Maureen’s eyes played with the silver star on his collar, “Sure thing, marshal,” she said as her eyes sparkled and she smiled invitingly. “That’s a man’s drink right there,” she said, and then bounced away to the bar with a backwards glance on the way there.
Jimmy took another toke, looked at Alan sideways, and said, “You’re a real prick you know that?”
“How so?” Alan asked.
“You could have all the pussy in this place if you wanted it with that symbol of phallic supremacy on your collar, instead you just sit there like a damned eunuch.”
“Come off it, Jimmy,” Alan said. “I’ve got enough to worry about without distractions or attachments.”
“Whatever, but that shit builds up man,” Jimmy said. “You don’t drown the happy sailor every once in awhile and you’ll find yourself nothing but distracted. You have to bury the mole often to keep a clear head.” Jimmy tapped his temple with his blunt hand. “That’s my motto, always keep a clear head,” he said, then took another drag off his marijuana stuffed blunt.
Alan changed the subject.
“So, how are things out in the black?” He asked.
“Same as usual; into the sphincter, out of the sphincter, like a fag on prom night,” he said.
Alan grinned at Jimmy’s blue-collar honesty. Jimmy’s cargo route between Soror and Earth included a slip through a wormhole maintained by the Hopewell Corporation.
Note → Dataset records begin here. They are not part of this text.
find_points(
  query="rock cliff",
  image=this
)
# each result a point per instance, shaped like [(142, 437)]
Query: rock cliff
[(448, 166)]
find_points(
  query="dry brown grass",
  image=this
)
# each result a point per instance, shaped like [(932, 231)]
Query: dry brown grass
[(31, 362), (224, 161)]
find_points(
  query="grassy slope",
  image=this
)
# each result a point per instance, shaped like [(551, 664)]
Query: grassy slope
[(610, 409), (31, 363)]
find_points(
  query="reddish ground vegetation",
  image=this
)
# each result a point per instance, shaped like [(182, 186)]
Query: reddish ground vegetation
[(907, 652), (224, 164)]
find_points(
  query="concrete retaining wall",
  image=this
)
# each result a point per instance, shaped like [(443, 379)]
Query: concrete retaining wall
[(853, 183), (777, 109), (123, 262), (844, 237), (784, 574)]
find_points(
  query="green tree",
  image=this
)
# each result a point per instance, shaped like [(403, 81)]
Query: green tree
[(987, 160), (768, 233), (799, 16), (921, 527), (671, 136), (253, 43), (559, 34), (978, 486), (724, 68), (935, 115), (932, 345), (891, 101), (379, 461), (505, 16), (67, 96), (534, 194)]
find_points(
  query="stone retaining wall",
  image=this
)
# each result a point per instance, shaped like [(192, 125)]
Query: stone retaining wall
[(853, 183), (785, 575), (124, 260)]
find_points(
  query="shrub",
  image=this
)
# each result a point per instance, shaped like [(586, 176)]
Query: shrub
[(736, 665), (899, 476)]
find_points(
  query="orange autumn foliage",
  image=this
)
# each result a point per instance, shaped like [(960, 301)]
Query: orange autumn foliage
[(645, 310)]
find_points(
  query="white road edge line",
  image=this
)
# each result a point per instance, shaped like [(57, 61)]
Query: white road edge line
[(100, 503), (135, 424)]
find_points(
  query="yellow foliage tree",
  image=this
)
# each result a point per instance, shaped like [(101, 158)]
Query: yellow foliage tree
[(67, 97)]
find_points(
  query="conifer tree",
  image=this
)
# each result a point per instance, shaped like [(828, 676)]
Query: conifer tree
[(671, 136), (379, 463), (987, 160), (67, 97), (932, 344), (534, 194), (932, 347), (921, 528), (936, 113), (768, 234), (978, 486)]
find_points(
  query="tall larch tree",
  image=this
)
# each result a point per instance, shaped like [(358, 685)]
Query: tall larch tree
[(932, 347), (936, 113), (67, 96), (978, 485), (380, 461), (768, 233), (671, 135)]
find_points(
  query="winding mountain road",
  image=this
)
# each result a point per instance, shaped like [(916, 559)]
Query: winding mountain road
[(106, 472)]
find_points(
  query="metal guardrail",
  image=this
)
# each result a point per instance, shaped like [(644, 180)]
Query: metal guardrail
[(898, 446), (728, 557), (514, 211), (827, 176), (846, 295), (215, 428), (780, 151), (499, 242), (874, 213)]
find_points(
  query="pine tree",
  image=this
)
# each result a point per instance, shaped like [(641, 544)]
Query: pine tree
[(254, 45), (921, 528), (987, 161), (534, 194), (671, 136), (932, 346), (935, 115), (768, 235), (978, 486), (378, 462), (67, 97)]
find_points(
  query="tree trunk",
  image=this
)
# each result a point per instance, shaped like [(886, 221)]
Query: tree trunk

It was generally impolitic to badmouth Hopewell’s moneymaker, seeing as they owned most of the planet, but out here on the fringes, Sphincter was the unofficial name for the hole in the brane of space-time spread by the Hopewell Wormhole Auger™. To the working class folk that ran cargo and muscled the docks, the wormhole looked unequivocally like a giant asshole.
“What about you?” Jimmy asked. “The last time we met you were investigating a few killings in the outlands.”
“Still working on that one,” Alan replied. “And I probably told you more than I should have.”
Jimmy put on a sly I-know-more-than-you-think-I-know grin.
“The rumor-mill says your killer’s grown a set and is moving further in-town,” he said. “Even as close as Port City.”
Alan furrowed his brow and clenched his teeth.
“I don’t know where you’ve been hearing these rumors but I suggest you keep your own ass clenched about whatever you hear,” Alan growled, “Coppice?”
The blood drained from Jimmy’s face, “Shit, sorry Alan, I didn’t…”, he stuttered.
Alan rubbed his temples and his composure softened.
“No, I’m sorry,” Alan said. “If you’re hearing that much then I’ve got some serious ass to chew back at HQ. It’s been a fucking long day.”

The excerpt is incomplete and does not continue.